The city of Valencia was founded by the Romans in 138 BC by Decimus Junius Brutus Callaicus and populated by italic soldiers. Its first name Valentia meant “fortress, good augury”.

The city was located on a small island in the middle of the River Turia and its structure was similar to other Roman cities of the time. Its main streets were two perpendicular streets, the kardo, which was crossing it from north on south, and the decumano, which was doing it from east on west.  In the confluence of these two routes was the forum.

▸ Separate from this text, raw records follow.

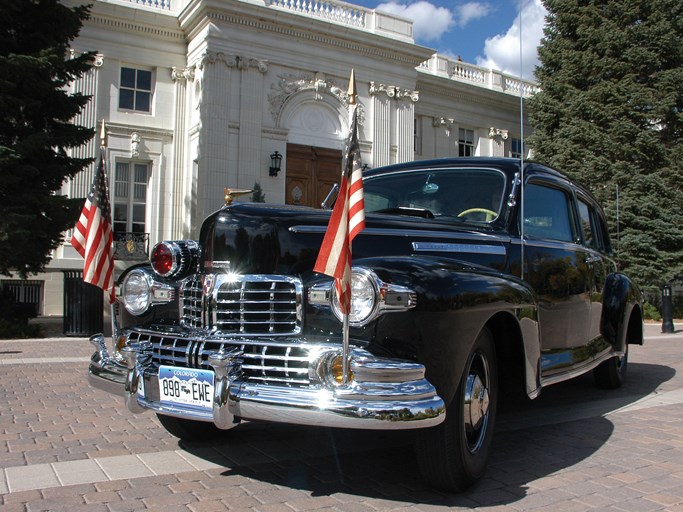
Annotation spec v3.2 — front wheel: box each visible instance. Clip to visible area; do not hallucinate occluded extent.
[416,328,498,492]
[157,414,224,442]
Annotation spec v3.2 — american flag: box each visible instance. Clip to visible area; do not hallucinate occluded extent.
[71,149,116,304]
[313,106,365,315]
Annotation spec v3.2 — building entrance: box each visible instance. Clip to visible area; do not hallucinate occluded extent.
[285,144,342,208]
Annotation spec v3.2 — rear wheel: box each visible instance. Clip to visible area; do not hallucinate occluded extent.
[593,343,628,389]
[157,414,223,442]
[416,328,498,492]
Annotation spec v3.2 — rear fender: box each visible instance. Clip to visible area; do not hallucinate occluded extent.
[601,273,643,350]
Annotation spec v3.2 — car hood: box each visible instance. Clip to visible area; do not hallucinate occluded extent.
[200,203,509,275]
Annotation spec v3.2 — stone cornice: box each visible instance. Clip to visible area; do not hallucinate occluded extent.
[86,14,185,42]
[197,52,268,73]
[180,2,429,67]
[369,82,420,103]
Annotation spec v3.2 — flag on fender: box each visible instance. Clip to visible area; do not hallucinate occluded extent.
[313,106,365,315]
[71,149,116,304]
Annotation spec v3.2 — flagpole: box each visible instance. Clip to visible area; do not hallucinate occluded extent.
[342,68,357,384]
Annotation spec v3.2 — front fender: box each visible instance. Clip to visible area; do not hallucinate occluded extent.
[601,273,643,350]
[354,257,540,403]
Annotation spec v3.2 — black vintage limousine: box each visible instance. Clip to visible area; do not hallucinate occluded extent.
[89,158,643,491]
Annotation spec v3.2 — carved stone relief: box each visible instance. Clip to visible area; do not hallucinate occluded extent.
[370,82,420,103]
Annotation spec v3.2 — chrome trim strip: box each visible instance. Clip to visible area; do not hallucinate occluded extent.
[413,242,507,256]
[289,225,511,243]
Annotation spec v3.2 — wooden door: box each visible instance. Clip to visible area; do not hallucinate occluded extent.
[285,144,342,208]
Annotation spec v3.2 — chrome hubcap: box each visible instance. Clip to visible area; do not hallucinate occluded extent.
[463,353,490,453]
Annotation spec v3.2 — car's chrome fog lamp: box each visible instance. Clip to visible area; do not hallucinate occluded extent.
[311,351,354,388]
[332,268,379,326]
[121,270,152,315]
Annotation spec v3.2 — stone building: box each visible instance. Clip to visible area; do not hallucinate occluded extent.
[8,0,535,315]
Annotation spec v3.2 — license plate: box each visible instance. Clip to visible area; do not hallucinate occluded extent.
[159,366,213,410]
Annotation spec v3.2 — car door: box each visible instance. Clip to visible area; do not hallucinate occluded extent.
[576,192,616,342]
[523,178,593,379]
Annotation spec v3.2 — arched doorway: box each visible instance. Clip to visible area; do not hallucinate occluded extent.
[285,144,342,208]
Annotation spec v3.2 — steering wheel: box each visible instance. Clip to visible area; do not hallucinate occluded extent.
[457,208,498,222]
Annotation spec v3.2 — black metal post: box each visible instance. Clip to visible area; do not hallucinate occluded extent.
[662,284,674,333]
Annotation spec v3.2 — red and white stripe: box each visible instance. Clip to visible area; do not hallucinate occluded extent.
[71,151,116,304]
[313,108,365,314]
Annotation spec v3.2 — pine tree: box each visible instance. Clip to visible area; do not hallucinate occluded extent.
[529,0,683,289]
[0,0,94,276]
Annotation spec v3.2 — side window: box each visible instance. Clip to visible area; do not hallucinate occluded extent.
[524,183,576,242]
[119,67,152,112]
[458,128,475,156]
[578,199,600,249]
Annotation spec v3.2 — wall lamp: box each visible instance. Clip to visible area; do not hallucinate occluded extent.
[268,151,282,176]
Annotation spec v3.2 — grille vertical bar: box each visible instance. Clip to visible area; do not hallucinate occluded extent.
[180,274,303,335]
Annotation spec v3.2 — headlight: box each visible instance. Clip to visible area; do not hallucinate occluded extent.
[332,268,378,326]
[121,270,152,315]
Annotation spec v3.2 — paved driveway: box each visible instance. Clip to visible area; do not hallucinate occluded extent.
[0,325,683,512]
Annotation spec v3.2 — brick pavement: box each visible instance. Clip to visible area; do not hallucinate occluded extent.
[0,325,683,512]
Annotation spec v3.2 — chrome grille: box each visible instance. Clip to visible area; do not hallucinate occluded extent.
[128,330,311,386]
[180,274,302,335]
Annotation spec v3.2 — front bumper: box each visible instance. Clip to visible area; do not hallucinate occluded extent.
[89,335,446,430]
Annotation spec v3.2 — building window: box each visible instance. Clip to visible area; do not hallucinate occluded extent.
[119,67,152,112]
[458,128,475,156]
[114,162,149,234]
[510,137,522,158]
[413,116,422,155]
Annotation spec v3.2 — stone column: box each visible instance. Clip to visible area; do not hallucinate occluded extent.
[235,57,268,189]
[193,52,238,223]
[170,67,194,240]
[396,90,419,163]
[370,82,391,167]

The life of Valencia was quiet, until the civil war between Sulla and Mario broke out and in the year 75 BC the city was destroyed by Pompey. After the destruction it seems that the city was abandoned for 50 years, since there are no written sources until the next century. In the epoch of the emperor Octavio the city was populated again (about 20-15 B.C.). At the end of the 3rd century, there was a political crisis, which decreased the citizen activity, while it began to flourish a new phenomenon, Christianity. The most important figure of this new doctrine in Valencia was that of San Vicente Mártir, Deacon of the Diocese of Caesaraugusta (Zaragoza), which arrived in Valencia to promote Christianity in this city. He was sentenced to death and martyred at the beginning of the 4th century. His body was thrown into the sea and picked up by some of those early Christians, it is believed, which deposited their remains in the area of La Roqueta, on the edge of the via Augusta, where a temple would be built in his honor.